It’s disconcerting to read of so many people accusing Osama Bin Laden or whoever is responsible as being “insane” and “cowardly”. The frequent use of these words can easily become veiled attempts to avoid asking the important question “Why did the terrorists commit such an awful crime against humanity?” Let me explain.
First, the word “insane”. Understandably, it’s very easy, in the midst of emotions of utter anger and shock, to label these people as such. However, labelling the perpetrators “insane” is an easy way to avoid reflecting upon the reasons for their acts. After all, an insane person is one who acts without reason, or with a kind of reasoning that is so illogical that does not warrant our attention or response but only repulsion.
Once we have the mindset that such acts by these educated terrorists were mindless, foolish or an act of insanity or that the acts were from people who are mentally unstable, we have already judged their actions as incomprehensible. We have already declared that we need not search for underlying motives or reasons for their acts because the terrorism and murder were from people who were incapable of proper reasoning – perhaps brainwashed or better still, brainless. We can then happily condemn their acts without finding out the cause of their actions. What a way to escape the all-important question of “Why?”

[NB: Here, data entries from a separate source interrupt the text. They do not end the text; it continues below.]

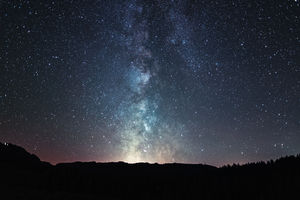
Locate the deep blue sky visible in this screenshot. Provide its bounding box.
[0,0,300,165]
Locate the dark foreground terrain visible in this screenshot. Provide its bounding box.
[0,143,300,200]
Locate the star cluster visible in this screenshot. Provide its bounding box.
[0,0,300,165]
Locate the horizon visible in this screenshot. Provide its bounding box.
[0,0,300,166]
[0,141,300,168]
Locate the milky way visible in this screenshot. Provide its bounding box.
[0,0,300,165]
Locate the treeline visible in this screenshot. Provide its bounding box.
[0,144,300,200]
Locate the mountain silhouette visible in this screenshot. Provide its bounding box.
[0,143,300,200]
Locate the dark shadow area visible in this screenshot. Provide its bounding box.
[0,143,300,200]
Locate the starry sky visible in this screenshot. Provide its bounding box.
[0,0,300,166]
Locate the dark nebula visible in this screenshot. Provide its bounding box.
[0,0,300,165]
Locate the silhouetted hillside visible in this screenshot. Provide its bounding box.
[0,143,300,199]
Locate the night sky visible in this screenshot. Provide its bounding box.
[0,0,300,166]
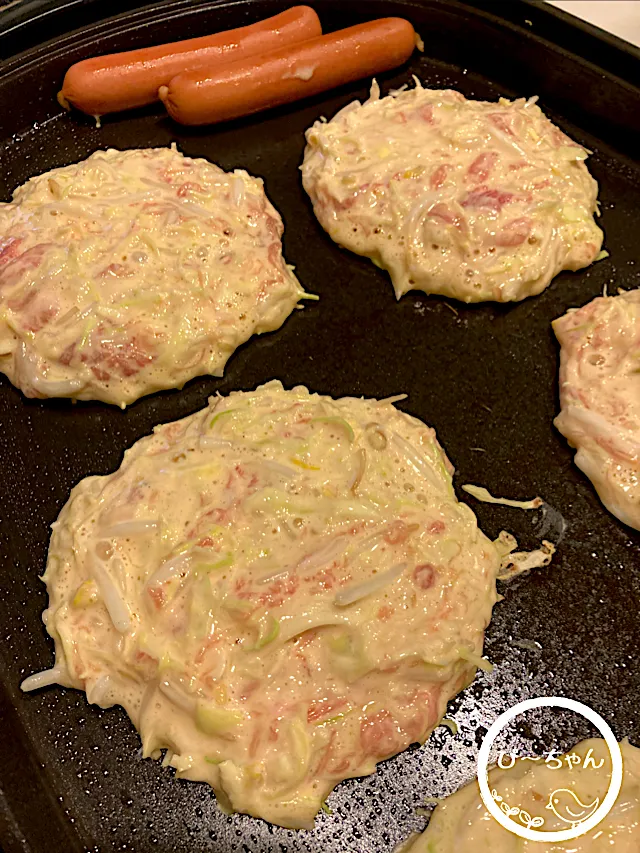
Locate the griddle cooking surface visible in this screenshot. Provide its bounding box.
[0,0,640,853]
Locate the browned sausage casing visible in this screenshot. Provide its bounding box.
[58,6,322,116]
[160,18,416,124]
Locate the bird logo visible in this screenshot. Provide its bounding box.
[545,788,600,827]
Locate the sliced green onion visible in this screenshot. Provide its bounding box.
[311,415,356,444]
[196,702,244,735]
[253,616,280,651]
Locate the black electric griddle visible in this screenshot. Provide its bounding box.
[0,0,640,853]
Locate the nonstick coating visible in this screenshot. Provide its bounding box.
[0,0,640,853]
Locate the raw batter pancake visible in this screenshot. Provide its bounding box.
[402,738,640,853]
[553,290,640,530]
[0,148,303,407]
[302,79,602,302]
[23,382,499,827]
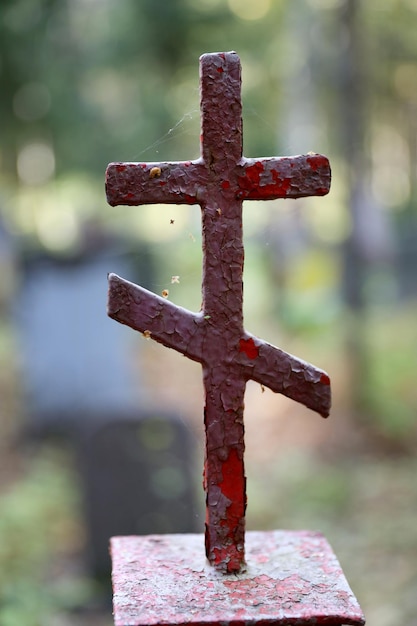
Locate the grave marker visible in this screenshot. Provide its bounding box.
[106,52,363,626]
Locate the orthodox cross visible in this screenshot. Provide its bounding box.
[106,52,330,573]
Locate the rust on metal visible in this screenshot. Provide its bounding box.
[111,531,365,626]
[106,52,330,573]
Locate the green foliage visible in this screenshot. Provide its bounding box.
[364,306,417,442]
[0,448,93,626]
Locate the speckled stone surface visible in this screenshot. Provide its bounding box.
[111,531,365,626]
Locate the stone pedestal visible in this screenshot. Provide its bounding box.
[111,531,365,626]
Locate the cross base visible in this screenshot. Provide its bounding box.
[111,531,365,626]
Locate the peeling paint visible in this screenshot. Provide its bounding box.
[106,52,330,573]
[111,531,364,626]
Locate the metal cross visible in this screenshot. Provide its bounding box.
[106,52,330,572]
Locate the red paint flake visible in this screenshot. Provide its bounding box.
[307,154,329,172]
[239,337,259,359]
[237,161,291,199]
[219,448,245,510]
[243,161,264,187]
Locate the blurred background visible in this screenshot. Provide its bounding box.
[0,0,417,626]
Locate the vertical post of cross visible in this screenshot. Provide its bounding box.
[200,54,246,571]
[106,52,330,572]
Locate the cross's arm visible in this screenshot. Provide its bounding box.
[106,160,204,206]
[237,153,331,200]
[107,274,204,362]
[238,332,331,417]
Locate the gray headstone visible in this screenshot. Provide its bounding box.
[79,411,203,577]
[16,247,142,432]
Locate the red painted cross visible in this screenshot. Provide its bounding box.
[106,52,330,572]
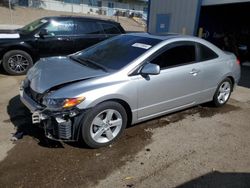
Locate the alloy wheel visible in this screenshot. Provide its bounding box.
[90,109,123,143]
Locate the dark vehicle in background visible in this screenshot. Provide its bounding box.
[0,16,125,75]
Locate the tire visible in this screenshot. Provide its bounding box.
[82,101,127,148]
[3,50,33,75]
[212,78,233,107]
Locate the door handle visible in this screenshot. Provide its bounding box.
[189,69,200,76]
[58,37,71,41]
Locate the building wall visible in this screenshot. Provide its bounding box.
[148,0,201,35]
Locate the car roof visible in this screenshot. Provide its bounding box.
[127,32,183,40]
[40,15,119,24]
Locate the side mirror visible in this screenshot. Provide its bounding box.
[141,63,160,75]
[39,29,48,38]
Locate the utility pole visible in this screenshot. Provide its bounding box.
[9,0,14,24]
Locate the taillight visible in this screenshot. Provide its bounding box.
[236,59,240,65]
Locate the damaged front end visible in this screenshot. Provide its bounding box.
[20,80,84,141]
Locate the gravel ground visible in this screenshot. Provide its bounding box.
[0,7,250,188]
[0,70,250,188]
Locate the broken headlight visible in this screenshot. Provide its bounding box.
[43,97,85,110]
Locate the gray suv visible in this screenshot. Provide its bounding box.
[20,33,240,148]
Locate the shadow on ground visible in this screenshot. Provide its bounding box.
[239,66,250,88]
[177,171,250,188]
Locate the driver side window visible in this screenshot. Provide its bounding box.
[45,20,74,36]
[151,42,196,69]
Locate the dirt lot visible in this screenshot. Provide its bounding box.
[0,7,250,188]
[0,6,145,31]
[0,69,250,188]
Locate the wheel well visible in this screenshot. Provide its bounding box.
[104,99,132,125]
[1,46,38,63]
[227,76,235,89]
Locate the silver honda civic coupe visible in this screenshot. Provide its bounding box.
[20,33,240,148]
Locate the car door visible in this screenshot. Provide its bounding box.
[73,19,107,51]
[36,19,74,57]
[196,43,221,103]
[138,42,205,120]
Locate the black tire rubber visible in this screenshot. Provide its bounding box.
[81,101,127,148]
[212,78,233,107]
[2,50,33,75]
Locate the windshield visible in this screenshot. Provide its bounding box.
[74,35,161,70]
[20,19,48,33]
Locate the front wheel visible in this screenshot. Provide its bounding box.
[3,50,33,75]
[213,78,233,107]
[82,101,127,148]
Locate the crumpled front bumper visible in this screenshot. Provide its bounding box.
[20,87,84,141]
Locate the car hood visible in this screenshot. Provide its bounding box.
[27,57,108,93]
[0,29,20,39]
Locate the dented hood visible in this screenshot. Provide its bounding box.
[27,57,107,93]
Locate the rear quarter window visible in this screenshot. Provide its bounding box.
[76,21,102,34]
[198,44,219,61]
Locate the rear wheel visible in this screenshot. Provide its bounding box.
[213,78,233,107]
[82,101,127,148]
[3,50,33,75]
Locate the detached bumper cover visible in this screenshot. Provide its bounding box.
[20,88,84,141]
[20,88,43,113]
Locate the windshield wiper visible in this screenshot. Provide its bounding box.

But what if the terrorists were not brainwashed, mentally unsound, psychologically psychopathic? Certainly the knowledge that they were educated people should prompt us to think of them as people capable of logical reasoning. If so, perhaps we could learn a bit from these incidents by indulging ourselves for a moment in a bit of research to discover their reasons and motives for doing what they did.
What about the word “coward”? This is another label that causes us to refrain from asking the question “Why?” By calling the acts “cowardly” and by attributing them to “cowardly” people, we again avoid finding out the underlying reason and motive for these acts.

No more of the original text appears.